La majorité sénatoriale a récemment adopté un texte de programmation énergétique, qui inclut notamment une proposition déposée par Bruno Retailleau, Dominique Estrosi Sassone et Daniel Gremillet. La proposition de loi de Gremillet prône un renouveau du nucléaire, avec l’objectif d’atteindre 60 % de la production électrique d’ici 2030 et 50 % en 2050. Elle prévoit également la mise en service de 14 nouveaux EPR 2 et une réduction de la part des énergies renouvelables à 33 % du mix électrique.

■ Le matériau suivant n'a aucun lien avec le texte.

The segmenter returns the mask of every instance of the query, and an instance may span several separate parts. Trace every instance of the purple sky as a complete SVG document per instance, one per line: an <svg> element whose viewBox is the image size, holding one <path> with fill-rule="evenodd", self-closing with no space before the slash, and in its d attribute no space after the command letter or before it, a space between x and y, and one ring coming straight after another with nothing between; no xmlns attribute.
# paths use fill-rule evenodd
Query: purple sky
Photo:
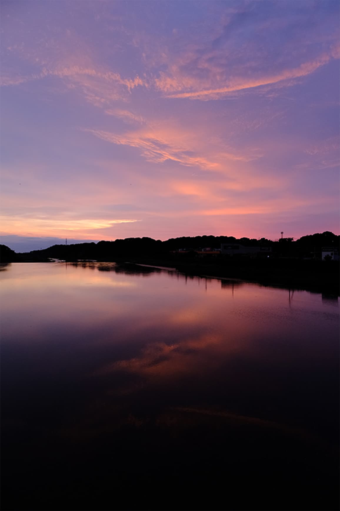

Même si ce texte a été voté au Sénat, il n’a pas encore force de loi. Le RN menace de déposer une motion de censure si aucun vote parlementaire ne survient sur la PPE. François Bayrou a repoussé la publication du décret jusqu’à la fin de l’été, face aux critiques qui le qualifient d’« illégal » et « intenable ». Marine Le Pen a aussi pris position contre cette approche, estimant qu’elle empirerait « des politiques injustes et ruineuses », notamment en raison de la hausse des coûts prévue.

Initiatives pour trouver un accord

Pour essayer de calmer les tensions, François Bayrou a annoncé la mise en place d’un groupe de travail, dirigé par Antoine Armand et Daniel Gremillet, qui pourrait inclure des mesures comme la réforme des heures creuses.

Le gouvernement s’engage aussi à proposer une version revue de la PPE avant l’été. Un examen approfondi de la proposition de loi de Gremillet est prévu le 16 juin, et un autre débat doit se tenir au Sénat le 6 mai.

Le Premier ministre n’a pas tari d’expressions pour qualifier l’ancienne PPE d’« obsolète » et « inadaptée ».